In einem Wald führen verletzte und alte Männer eine uniformierte Vogelscheuche mit Totenkopf mit sich

Grauen und Schmerz, Szene aus „Komm und sieh“ von Elem Klimow Foto: Drop-Out Cinema

In Vers sechs der Offenbarung des Johannes heißt es: „Und als das Lamm das vierte Siegel öffnete, hörte ich die Stimme des vierten lebendigen Wesens sagen: Komm und sieh! Und ich sah … ein fahles Pferd …, dessen Name ist: der Tod; und das Totenreich folgte ihm nach, und ihnen wurde Macht gegeben … zu töten mit dem Schwert und mit Hunger und mit Pest …“

Apokalyptische Worte, die dem russischen Regisseur Elem Klimow als Inspiration zu seinem Meisterwerk „Komm und sieh“ dienten, einem Kriegsfilm, der zwar anlässlich des 40. Jahrestags des Kriegsendes 1985 in die sowjetischen Kinos kam, aber alles andere als eine heroische Darstellung des Großen Vaterländischen Krieges war.

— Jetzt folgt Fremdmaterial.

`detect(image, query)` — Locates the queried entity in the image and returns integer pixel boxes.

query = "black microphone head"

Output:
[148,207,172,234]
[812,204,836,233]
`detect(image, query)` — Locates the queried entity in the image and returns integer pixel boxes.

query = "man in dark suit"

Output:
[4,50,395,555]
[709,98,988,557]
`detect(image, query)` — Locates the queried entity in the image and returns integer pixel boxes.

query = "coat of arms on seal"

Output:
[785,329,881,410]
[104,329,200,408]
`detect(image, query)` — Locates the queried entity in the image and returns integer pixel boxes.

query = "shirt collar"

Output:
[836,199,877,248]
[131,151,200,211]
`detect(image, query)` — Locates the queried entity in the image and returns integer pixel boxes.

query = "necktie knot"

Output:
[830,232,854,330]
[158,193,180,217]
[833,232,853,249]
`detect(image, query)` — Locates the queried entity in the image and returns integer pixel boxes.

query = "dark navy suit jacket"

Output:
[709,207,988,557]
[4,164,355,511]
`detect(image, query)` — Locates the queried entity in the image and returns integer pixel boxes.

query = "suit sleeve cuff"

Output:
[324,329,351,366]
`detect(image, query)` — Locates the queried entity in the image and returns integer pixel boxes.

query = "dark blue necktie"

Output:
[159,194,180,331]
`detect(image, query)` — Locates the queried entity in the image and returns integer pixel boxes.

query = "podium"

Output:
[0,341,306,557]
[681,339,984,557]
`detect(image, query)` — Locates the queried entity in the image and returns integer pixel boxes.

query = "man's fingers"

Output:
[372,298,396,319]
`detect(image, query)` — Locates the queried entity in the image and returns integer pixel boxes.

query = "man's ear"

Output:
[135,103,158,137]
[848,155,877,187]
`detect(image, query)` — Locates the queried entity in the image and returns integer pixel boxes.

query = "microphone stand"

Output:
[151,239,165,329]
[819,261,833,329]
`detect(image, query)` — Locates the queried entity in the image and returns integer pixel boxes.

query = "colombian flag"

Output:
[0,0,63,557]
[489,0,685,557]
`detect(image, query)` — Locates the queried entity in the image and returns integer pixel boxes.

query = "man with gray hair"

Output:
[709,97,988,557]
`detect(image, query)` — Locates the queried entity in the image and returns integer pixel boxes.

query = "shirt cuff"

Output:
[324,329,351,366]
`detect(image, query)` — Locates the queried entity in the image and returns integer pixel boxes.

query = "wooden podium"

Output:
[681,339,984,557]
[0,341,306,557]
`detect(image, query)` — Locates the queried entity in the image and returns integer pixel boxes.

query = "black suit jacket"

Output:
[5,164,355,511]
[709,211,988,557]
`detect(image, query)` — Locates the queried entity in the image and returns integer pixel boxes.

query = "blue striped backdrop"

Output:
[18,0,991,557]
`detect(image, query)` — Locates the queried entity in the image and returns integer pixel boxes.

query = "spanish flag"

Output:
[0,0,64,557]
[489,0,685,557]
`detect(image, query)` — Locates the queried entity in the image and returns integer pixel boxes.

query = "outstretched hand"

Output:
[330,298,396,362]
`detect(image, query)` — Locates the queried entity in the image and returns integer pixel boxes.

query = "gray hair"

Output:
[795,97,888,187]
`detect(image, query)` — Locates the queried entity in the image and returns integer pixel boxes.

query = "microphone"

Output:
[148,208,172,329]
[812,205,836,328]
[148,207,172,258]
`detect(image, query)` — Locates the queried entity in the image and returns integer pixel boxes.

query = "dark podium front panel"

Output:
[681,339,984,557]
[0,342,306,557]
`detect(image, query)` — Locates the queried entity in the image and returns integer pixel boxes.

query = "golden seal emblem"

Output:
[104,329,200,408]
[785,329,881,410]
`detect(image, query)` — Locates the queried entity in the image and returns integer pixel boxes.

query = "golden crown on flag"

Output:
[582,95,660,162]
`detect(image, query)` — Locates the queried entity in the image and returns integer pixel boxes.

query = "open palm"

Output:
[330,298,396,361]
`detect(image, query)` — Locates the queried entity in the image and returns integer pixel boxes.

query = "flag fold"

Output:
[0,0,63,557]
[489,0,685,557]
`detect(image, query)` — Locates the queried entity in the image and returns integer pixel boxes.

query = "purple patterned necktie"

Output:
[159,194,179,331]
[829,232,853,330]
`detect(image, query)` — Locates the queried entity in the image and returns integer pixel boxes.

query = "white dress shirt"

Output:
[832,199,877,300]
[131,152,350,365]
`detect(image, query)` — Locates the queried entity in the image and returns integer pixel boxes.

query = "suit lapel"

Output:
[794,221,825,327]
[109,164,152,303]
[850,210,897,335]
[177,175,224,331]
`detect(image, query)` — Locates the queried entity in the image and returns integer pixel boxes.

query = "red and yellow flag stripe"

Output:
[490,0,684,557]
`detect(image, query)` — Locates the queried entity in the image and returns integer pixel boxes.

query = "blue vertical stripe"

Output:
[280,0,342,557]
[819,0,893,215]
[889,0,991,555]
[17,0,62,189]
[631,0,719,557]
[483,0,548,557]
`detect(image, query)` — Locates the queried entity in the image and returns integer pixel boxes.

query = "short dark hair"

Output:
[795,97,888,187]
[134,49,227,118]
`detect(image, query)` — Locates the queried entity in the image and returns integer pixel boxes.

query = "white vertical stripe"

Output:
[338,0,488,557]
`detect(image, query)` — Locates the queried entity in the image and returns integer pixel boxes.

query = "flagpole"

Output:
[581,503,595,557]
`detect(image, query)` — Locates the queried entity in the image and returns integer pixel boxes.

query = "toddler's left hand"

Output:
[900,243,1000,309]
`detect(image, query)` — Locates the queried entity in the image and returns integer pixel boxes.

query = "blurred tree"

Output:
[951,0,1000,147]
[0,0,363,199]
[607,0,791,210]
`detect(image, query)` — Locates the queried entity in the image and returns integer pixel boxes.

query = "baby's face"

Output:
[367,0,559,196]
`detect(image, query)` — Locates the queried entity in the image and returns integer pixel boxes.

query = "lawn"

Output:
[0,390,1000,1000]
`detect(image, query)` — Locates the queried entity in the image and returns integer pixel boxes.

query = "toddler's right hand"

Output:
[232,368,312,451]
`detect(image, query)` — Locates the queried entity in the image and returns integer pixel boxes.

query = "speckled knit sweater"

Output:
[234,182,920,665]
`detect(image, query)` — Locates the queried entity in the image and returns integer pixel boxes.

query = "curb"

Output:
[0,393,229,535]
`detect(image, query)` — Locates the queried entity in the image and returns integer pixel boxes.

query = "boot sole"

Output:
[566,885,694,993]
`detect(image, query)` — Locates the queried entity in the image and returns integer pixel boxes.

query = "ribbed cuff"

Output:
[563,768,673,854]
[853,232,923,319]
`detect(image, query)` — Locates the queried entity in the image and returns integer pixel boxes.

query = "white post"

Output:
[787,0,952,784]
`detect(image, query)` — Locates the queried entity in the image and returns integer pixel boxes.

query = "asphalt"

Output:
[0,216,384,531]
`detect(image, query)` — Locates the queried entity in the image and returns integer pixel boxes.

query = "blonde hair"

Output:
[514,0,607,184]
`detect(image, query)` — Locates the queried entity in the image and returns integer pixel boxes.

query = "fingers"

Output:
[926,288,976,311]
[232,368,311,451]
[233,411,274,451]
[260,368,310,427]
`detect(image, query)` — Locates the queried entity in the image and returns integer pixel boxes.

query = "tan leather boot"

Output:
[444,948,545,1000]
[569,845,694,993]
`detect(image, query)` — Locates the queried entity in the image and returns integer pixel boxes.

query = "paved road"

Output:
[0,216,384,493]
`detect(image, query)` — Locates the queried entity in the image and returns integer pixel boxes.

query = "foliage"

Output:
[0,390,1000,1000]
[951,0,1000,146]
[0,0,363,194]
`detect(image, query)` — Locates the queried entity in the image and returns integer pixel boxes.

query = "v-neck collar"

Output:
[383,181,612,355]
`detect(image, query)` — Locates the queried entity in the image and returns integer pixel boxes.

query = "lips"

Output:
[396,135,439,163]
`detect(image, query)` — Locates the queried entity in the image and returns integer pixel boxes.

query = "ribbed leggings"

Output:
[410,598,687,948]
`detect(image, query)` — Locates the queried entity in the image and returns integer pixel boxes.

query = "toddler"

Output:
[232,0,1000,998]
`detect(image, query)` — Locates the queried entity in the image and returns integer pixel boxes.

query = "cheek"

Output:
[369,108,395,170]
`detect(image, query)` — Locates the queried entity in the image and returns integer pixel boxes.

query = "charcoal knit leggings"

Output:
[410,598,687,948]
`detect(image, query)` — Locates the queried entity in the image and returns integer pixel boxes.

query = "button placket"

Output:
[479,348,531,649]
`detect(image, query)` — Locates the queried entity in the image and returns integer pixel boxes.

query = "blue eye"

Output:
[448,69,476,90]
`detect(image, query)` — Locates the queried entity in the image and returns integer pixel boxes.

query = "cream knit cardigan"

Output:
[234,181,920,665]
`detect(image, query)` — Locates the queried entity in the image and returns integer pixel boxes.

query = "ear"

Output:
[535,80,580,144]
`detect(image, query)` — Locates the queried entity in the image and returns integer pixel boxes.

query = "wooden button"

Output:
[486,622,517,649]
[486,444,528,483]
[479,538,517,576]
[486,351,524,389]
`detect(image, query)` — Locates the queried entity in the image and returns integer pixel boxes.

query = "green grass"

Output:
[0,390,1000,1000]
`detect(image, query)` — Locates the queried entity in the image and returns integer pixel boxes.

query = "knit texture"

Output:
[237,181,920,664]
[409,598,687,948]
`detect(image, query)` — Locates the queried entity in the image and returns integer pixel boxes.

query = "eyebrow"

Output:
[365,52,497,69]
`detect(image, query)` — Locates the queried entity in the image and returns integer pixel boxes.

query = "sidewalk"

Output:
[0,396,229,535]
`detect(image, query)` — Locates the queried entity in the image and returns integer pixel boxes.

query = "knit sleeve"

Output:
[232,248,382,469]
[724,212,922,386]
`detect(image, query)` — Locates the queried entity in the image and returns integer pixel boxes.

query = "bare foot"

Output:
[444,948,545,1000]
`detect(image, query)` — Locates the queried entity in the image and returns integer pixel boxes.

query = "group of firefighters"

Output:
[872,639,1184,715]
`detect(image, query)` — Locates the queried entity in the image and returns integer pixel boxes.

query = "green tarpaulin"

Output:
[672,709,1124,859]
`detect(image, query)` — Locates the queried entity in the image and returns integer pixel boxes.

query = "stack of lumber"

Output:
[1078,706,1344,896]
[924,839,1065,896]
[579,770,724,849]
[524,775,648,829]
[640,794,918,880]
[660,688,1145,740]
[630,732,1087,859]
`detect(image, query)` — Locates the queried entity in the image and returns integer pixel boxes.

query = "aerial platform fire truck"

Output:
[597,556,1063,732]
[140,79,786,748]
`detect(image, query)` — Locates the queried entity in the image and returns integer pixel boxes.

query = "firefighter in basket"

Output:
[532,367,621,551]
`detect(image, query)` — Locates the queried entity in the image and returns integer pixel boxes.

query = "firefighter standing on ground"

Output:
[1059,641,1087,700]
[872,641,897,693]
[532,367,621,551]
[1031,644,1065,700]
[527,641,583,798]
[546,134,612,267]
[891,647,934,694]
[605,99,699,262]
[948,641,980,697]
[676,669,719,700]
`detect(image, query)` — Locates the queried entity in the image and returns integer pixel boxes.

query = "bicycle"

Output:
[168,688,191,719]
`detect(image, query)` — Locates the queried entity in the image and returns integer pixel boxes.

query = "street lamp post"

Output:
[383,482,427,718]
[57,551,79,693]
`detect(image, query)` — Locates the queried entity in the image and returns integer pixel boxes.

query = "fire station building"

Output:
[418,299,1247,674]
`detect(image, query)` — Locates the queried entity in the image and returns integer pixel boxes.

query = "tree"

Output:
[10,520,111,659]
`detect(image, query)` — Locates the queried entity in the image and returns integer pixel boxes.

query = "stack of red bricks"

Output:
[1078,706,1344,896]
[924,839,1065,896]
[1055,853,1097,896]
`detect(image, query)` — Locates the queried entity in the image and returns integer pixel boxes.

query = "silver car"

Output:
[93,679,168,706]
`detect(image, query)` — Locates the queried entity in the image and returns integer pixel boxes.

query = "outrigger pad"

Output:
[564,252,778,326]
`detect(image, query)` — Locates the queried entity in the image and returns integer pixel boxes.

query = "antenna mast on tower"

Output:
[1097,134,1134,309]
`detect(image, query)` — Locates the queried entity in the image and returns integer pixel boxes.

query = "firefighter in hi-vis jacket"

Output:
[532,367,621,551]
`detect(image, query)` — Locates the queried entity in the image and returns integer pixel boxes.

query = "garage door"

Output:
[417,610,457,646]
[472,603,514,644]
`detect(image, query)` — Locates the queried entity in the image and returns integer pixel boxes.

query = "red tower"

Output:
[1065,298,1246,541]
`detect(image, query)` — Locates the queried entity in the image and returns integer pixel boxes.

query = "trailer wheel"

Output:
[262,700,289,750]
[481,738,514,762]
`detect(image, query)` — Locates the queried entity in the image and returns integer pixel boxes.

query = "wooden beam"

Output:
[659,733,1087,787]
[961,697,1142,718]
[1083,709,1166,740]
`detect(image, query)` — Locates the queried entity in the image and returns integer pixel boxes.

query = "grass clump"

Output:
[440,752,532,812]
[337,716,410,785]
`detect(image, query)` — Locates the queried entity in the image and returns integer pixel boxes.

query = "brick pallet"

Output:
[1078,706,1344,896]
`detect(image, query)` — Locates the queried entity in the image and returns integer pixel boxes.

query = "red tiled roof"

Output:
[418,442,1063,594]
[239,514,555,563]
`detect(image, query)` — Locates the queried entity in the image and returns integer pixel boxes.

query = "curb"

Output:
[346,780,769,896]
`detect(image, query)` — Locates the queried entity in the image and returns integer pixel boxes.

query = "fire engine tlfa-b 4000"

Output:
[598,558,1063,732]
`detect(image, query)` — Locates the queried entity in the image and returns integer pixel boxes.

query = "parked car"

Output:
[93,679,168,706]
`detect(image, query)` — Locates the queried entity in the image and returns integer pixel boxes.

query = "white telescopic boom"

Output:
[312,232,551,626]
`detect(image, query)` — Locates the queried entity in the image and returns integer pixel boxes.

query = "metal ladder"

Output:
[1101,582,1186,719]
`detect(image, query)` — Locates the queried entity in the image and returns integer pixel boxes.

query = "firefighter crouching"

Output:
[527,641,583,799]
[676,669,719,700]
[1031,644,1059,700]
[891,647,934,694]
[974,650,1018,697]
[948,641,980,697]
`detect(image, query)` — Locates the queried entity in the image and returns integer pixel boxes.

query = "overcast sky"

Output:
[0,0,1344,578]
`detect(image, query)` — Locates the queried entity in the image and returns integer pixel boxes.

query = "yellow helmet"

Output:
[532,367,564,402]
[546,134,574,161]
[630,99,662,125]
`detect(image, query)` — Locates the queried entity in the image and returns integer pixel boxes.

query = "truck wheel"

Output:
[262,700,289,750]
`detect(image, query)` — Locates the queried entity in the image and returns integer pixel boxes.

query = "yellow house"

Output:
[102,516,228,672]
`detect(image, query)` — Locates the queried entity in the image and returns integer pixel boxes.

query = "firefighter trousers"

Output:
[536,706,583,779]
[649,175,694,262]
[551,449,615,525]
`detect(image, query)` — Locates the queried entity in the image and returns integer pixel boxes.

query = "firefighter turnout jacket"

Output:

„Komm und sieh“. Regie: Elem Klimow. Mit Alexei Krawtschenko, Olga Mironowa u. a. UdSSR 1985, 143 Min.

In Belarus spielt der Film, einem Land, das wie kaum ein anderes Opfer des Krieges war: Erst die deutschen, dann die russischen Truppen zogen hindurch und sorgten dafür, dass am Ende des Krieges kaum ein Stein auf dem anderen stand. Unfassbare 25 Prozent der Bevölkerung fanden den Tod, erst Ende der 80er Jahre erreichte die Bevölkerung wieder Vorkriegszahlen. Nach dem Krieg bauten deutsche Kriegsgefangene die Städte wieder auf, besonders die Hauptstadt Minsk wurde als sozialistische Idealstadt geplant, mit einer gigantischen Allee als Hauptachse.

In der Kirche verbrannt

In Belarus wütete die Wehrmacht in kaum vorstellbarem Maße. Besonders das Massaker von Katyn (auch Chatyn geschrieben) blieb in der Erinnerung verhaftet und bildet das grausame Zentrum von Klimows Film: Hunderte Frauen, Kinder und alte Männer trieb die Wehrmacht zusammen, sperrte sie in eine Kirche und zündete sie an. Ähnliche Massaker wurden in über 600 anderen Dörfern verübt.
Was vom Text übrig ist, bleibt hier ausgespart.